The key-note of all this is contained in those verses of the “Dies Irae,”—
“Quaerens me sedisti lassus,
Redemisti crucem passus;
Tantus labor non sit cassus.”
Here we have in its compactest expression the difference between this age and the classic: that I, the vilest of sinners, am the object of God’s highest care,—not the failure and mistake I seem, not the slag and refuse of Nature’s working, but the object of this most stupendous mystery of the Divine economy. It is no purification or idealizing that is needed,—any such attempt must be abomination,—but a new birth of the self, by devotion of it to the purpose for which it was made.
The astounding discovery is slowly realized, and the statement of it difficult, from the need to distinguish between the true self and the false, and to declare that this importance belongs to the individual in virtue of his spiritual nature alone. The sainthood of the saint is not to be confounded with his personality. What have his virtues to do with his gown and shoes? what, indeed, with his natural disposition, as courageous, irascible, avaricious? The difficulty is pervading, not to be avoided; every aspect of him reveals only what is external, dies from him daily, and, if isolated, has already lost its meaning. It is only in his work, in his connection with the world, that we see him truly. Accordingly, the statue becomes the group, and the group a member of a series, a cycle in which each is incomplete without the rest. The classic ideal is shivered into fragments, all to be taken together to make up the meaning. Of the hundreds of statues and reliefs that surround the great Northern cathedrals, (Didron counts eighteen hundred upon the outside of Chartres,—nine thousand in all, carved or painted, inside and outside,) each has its appointed place in the sacred epos in stone that unfolds about the building from left to right of the beholder the history of the world from the Creation to the Judgment, and subordinated in parallel symbolism the daily life of the community, whatever occupied and interested men,—their virtues and vices, trades and recreations, the seasons and the elements, jokes, even, and sharp hits at the great and at the clergy, scenes from popular romances, and the radicalism of Reynard the Fox,—in short, all that touched the mind of the age, an impartial reflex of the great drama of life, wherein all exists alike to the glory of God.

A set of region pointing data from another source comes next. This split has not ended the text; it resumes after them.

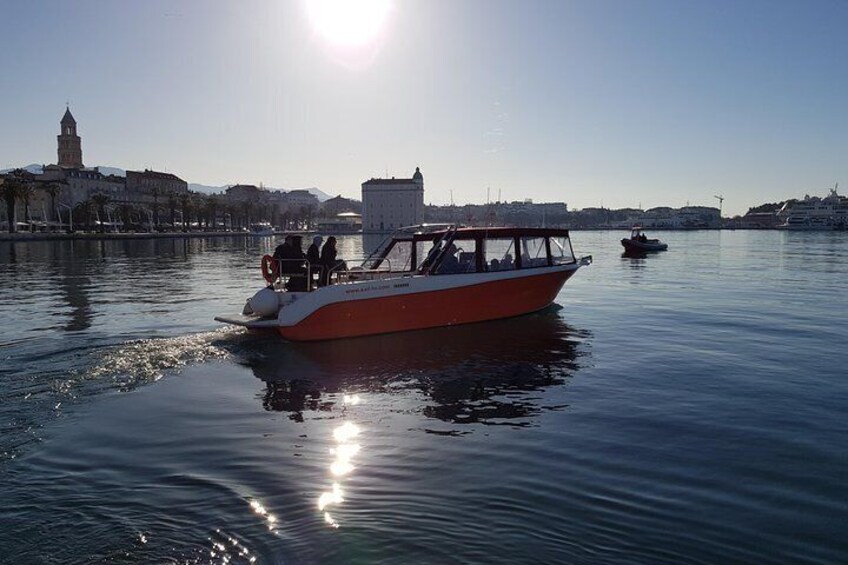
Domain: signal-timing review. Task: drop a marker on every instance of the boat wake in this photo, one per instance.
(36, 399)
(143, 361)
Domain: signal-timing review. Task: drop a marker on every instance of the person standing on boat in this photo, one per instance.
(431, 254)
(313, 255)
(449, 263)
(329, 261)
(283, 251)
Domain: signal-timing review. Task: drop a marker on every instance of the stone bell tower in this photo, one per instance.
(70, 145)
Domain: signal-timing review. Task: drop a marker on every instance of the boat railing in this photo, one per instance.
(382, 270)
(296, 275)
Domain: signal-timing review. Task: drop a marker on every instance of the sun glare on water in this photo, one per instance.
(348, 23)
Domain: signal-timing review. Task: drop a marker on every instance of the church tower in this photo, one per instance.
(70, 145)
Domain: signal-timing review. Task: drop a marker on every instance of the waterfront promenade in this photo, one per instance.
(43, 236)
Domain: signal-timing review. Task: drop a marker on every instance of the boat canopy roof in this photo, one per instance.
(427, 233)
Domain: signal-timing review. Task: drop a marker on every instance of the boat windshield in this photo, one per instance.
(561, 251)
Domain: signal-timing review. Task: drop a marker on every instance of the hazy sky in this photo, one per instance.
(592, 102)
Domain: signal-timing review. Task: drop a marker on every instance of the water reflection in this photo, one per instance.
(344, 451)
(479, 373)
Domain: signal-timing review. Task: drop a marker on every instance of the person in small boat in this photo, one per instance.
(313, 255)
(432, 253)
(450, 264)
(288, 254)
(284, 249)
(329, 262)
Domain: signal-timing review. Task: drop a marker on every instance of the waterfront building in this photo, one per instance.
(344, 222)
(388, 204)
(70, 144)
(147, 183)
(339, 205)
(301, 199)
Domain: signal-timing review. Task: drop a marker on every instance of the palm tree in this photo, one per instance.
(125, 211)
(172, 205)
(27, 191)
(84, 209)
(101, 200)
(53, 189)
(11, 193)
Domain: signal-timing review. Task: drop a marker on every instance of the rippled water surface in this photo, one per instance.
(688, 406)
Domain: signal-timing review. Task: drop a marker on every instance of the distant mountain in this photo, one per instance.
(205, 189)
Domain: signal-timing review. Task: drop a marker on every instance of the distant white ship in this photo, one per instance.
(816, 214)
(262, 229)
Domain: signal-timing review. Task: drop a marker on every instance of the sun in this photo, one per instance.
(348, 23)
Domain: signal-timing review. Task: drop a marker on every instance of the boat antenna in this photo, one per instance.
(720, 199)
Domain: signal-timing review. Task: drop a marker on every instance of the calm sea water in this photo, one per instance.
(689, 406)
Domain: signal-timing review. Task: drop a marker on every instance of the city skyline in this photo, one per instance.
(610, 103)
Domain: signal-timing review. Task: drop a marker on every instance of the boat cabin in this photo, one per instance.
(441, 250)
(472, 250)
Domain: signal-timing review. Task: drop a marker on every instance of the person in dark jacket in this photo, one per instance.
(329, 261)
(288, 254)
(313, 255)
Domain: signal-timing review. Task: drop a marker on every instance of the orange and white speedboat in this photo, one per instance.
(420, 277)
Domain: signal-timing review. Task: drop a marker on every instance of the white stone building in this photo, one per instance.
(388, 204)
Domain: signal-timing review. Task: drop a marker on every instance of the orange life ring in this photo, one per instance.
(270, 269)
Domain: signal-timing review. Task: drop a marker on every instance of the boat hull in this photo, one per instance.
(640, 247)
(486, 300)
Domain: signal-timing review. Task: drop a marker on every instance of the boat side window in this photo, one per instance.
(426, 251)
(500, 254)
(561, 251)
(399, 257)
(533, 251)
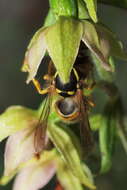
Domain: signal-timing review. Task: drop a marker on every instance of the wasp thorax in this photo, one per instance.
(67, 108)
(66, 89)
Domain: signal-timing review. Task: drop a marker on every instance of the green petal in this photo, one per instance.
(35, 53)
(63, 40)
(14, 119)
(92, 9)
(67, 144)
(92, 41)
(108, 38)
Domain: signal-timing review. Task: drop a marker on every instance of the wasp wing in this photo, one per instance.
(40, 132)
(85, 131)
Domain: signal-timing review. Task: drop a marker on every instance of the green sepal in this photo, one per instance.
(68, 146)
(16, 118)
(92, 9)
(63, 40)
(67, 8)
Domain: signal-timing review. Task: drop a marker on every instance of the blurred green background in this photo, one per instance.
(19, 19)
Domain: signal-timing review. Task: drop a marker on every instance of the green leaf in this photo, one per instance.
(95, 121)
(64, 7)
(107, 133)
(117, 3)
(109, 40)
(34, 54)
(92, 9)
(67, 144)
(92, 41)
(63, 40)
(46, 158)
(50, 19)
(101, 72)
(14, 119)
(66, 178)
(82, 11)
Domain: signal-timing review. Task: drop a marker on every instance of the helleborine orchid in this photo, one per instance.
(62, 39)
(61, 157)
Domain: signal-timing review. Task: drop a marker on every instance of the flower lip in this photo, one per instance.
(67, 109)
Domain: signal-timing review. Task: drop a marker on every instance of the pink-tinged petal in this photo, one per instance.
(16, 118)
(35, 53)
(34, 177)
(19, 148)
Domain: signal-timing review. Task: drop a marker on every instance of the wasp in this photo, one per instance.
(72, 105)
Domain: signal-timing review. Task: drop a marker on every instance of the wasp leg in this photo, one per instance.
(38, 87)
(91, 103)
(48, 77)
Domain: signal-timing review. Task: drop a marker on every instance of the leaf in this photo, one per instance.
(82, 10)
(92, 9)
(16, 118)
(101, 72)
(95, 121)
(63, 40)
(107, 133)
(34, 177)
(34, 54)
(19, 149)
(64, 7)
(50, 19)
(33, 167)
(117, 3)
(66, 178)
(66, 143)
(92, 41)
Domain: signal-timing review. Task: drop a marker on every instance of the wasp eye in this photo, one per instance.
(67, 108)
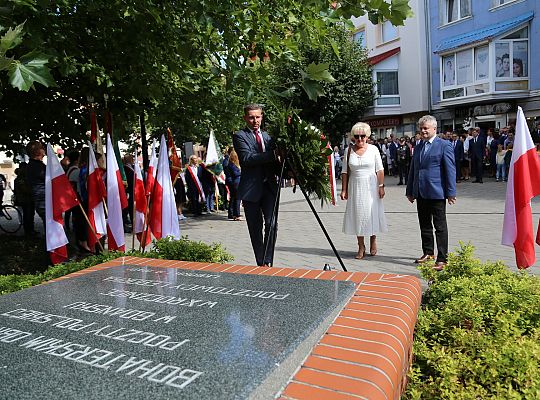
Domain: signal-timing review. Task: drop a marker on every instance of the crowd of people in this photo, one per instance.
(430, 164)
(194, 186)
(477, 153)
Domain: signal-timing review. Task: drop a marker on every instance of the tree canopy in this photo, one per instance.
(188, 64)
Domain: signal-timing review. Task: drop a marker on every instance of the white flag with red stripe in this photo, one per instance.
(332, 174)
(116, 201)
(152, 170)
(96, 195)
(523, 185)
(164, 217)
(59, 197)
(139, 195)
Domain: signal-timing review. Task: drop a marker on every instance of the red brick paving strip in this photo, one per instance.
(365, 353)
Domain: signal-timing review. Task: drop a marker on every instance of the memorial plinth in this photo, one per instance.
(141, 328)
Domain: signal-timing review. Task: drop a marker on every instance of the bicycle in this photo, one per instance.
(10, 218)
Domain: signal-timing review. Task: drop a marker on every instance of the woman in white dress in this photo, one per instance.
(363, 188)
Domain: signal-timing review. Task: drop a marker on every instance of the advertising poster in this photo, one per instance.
(482, 63)
(519, 62)
(449, 72)
(464, 67)
(502, 60)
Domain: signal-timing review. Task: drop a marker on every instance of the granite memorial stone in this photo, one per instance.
(133, 332)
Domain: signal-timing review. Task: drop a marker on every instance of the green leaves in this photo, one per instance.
(11, 38)
(478, 334)
(29, 69)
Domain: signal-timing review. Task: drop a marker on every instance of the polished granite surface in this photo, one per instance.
(133, 332)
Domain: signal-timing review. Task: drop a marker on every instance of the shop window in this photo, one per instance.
(453, 10)
(497, 3)
(512, 60)
(360, 37)
(388, 32)
(387, 88)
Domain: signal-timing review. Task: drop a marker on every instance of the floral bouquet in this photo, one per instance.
(305, 147)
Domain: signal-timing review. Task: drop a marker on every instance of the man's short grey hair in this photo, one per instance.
(253, 106)
(428, 119)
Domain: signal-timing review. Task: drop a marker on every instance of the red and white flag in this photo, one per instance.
(152, 170)
(523, 185)
(116, 201)
(96, 195)
(59, 197)
(332, 174)
(163, 216)
(140, 205)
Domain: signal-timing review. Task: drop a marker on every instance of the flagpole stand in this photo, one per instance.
(273, 220)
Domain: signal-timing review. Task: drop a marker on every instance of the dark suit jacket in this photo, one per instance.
(257, 168)
(192, 190)
(434, 177)
(477, 149)
(393, 150)
(459, 153)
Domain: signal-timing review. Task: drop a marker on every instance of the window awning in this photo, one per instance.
(383, 56)
(483, 34)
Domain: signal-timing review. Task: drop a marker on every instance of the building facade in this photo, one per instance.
(398, 56)
(484, 62)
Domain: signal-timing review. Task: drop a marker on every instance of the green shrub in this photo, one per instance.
(188, 250)
(478, 334)
(166, 248)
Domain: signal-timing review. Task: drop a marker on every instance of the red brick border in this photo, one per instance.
(364, 354)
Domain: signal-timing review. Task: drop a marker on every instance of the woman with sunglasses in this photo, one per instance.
(363, 188)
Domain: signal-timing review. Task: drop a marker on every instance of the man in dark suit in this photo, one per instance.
(194, 181)
(459, 154)
(258, 183)
(477, 148)
(432, 181)
(393, 146)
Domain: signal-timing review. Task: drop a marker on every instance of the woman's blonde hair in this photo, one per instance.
(233, 157)
(360, 128)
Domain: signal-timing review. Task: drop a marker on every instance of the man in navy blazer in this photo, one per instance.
(258, 183)
(432, 181)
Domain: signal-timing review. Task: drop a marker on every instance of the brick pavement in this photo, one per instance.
(476, 217)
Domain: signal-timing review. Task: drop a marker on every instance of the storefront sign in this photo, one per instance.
(489, 109)
(376, 123)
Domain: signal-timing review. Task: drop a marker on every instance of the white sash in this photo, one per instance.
(197, 183)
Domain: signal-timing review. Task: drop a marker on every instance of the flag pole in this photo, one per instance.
(146, 225)
(134, 204)
(91, 228)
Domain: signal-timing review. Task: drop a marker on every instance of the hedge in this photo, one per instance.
(167, 248)
(477, 336)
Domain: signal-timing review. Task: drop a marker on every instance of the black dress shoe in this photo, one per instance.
(439, 265)
(424, 258)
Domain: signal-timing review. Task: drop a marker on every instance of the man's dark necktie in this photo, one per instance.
(259, 141)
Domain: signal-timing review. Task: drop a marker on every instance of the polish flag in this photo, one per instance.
(59, 197)
(332, 174)
(96, 194)
(140, 205)
(163, 216)
(152, 169)
(523, 185)
(116, 201)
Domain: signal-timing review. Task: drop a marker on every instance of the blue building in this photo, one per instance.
(484, 61)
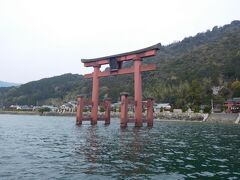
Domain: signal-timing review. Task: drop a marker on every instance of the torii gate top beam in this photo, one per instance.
(141, 53)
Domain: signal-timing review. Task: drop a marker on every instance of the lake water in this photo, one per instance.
(38, 147)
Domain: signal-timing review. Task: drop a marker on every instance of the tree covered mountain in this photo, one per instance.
(186, 73)
(7, 84)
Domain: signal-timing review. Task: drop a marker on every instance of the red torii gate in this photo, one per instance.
(115, 62)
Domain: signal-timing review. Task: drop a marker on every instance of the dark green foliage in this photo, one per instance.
(186, 72)
(45, 109)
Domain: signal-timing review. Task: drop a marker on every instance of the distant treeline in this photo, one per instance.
(187, 71)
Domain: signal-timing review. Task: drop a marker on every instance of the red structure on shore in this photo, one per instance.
(232, 105)
(115, 62)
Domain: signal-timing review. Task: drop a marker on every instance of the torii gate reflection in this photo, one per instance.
(115, 62)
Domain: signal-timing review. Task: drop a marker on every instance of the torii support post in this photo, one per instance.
(107, 108)
(150, 112)
(138, 92)
(95, 95)
(124, 109)
(80, 105)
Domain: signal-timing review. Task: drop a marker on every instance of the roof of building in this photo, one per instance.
(154, 47)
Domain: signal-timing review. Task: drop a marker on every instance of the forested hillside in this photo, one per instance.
(187, 71)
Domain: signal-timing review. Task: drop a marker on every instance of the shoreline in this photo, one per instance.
(162, 116)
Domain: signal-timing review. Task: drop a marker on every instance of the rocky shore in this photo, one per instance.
(161, 116)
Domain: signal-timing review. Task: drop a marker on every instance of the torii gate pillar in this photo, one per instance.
(95, 95)
(138, 92)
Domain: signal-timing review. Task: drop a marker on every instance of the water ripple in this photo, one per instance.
(34, 147)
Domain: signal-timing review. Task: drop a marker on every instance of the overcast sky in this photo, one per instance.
(44, 38)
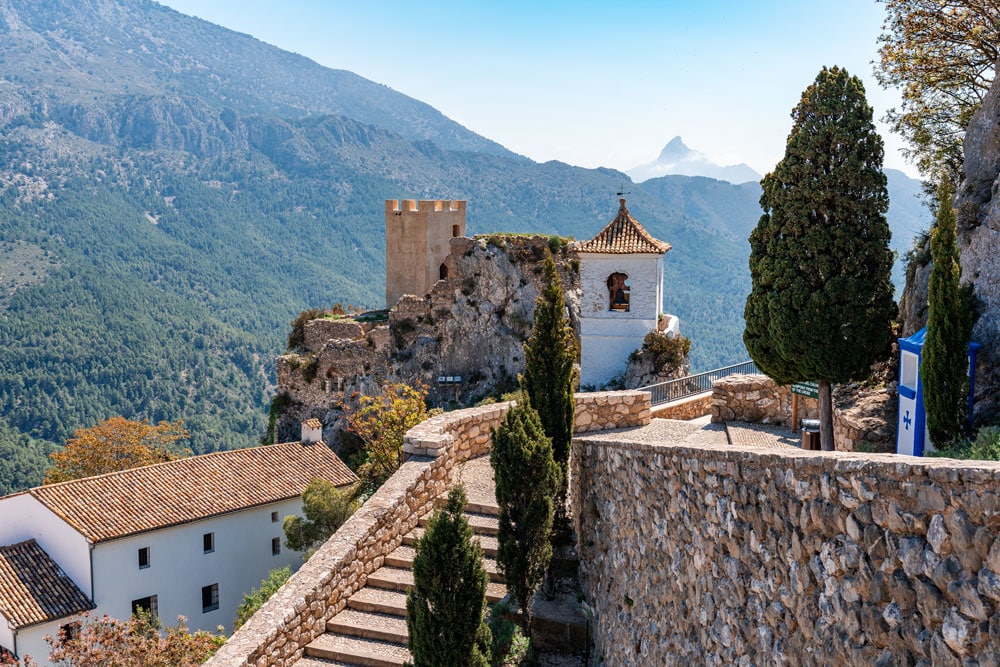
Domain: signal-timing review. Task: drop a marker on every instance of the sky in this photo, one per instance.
(592, 84)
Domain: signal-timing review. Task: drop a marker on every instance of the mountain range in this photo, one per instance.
(676, 159)
(173, 194)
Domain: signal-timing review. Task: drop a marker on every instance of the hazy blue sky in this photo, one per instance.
(589, 83)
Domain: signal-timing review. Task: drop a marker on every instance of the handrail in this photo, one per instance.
(673, 390)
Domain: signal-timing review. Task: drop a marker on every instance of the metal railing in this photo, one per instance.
(673, 390)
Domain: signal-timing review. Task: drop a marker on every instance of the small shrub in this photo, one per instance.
(256, 598)
(665, 350)
(297, 338)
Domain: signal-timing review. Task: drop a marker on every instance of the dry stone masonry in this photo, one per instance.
(277, 634)
(735, 555)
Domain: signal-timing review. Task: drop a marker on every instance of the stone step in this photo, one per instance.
(307, 661)
(482, 524)
(357, 651)
(403, 557)
(367, 625)
(487, 542)
(397, 579)
(379, 600)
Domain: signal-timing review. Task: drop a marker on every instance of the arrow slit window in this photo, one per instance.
(618, 292)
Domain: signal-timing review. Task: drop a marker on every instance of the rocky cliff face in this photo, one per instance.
(463, 340)
(978, 207)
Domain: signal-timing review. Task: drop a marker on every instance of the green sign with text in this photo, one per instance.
(810, 389)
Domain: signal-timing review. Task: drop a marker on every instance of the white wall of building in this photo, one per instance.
(607, 337)
(179, 568)
(22, 518)
(31, 640)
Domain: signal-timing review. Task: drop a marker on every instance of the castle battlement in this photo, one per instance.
(400, 206)
(417, 236)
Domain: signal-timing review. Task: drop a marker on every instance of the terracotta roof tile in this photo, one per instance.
(623, 235)
(33, 589)
(110, 506)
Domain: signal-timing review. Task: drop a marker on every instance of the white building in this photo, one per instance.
(188, 537)
(621, 277)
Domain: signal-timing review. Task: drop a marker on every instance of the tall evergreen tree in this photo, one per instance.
(949, 326)
(821, 302)
(444, 609)
(549, 355)
(527, 482)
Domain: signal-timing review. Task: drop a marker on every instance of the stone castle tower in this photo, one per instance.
(621, 275)
(416, 244)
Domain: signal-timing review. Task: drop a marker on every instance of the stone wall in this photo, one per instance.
(756, 399)
(735, 555)
(277, 634)
(482, 311)
(692, 407)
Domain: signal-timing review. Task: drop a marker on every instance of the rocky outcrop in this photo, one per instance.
(464, 339)
(978, 209)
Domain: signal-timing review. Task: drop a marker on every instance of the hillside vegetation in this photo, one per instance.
(172, 194)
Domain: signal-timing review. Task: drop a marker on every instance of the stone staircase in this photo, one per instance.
(371, 630)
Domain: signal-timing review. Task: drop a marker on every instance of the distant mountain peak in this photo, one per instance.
(674, 149)
(677, 159)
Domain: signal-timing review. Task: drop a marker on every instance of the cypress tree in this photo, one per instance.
(527, 482)
(821, 301)
(444, 609)
(549, 355)
(949, 327)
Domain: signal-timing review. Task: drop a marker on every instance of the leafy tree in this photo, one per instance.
(444, 609)
(549, 355)
(821, 301)
(527, 482)
(326, 508)
(256, 598)
(949, 327)
(381, 422)
(116, 444)
(137, 642)
(942, 55)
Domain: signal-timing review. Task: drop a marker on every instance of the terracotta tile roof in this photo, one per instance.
(33, 589)
(623, 235)
(110, 506)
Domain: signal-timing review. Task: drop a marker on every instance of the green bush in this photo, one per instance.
(256, 598)
(664, 350)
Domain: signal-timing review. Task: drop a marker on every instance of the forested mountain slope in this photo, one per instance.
(172, 194)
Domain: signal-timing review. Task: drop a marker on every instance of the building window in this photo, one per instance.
(70, 631)
(146, 606)
(618, 292)
(209, 598)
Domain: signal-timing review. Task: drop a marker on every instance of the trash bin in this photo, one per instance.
(810, 434)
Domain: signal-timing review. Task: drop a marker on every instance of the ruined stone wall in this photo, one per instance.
(735, 555)
(470, 326)
(277, 634)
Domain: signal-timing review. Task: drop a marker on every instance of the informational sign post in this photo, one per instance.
(807, 389)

It is not the glory of earth that is here celebrated. M. Didron says the statues which the mob pulled down from the churches, at the first French Revolution, as the images of their kings, were the kings and heroes of the Old Testament. Had they known this, it might not have saved the statues, but it shows how wide a gulf separated these men from their fathers, that their hands were not held by some instinct that here was the first hint of the fundamental idea of Democracy,—the sovereign importance of man, not as powerful, wise, beautiful, not in virtue of any chance advantage of birth, but in virtue of his religious nature, of the infinite possibilities he infolds.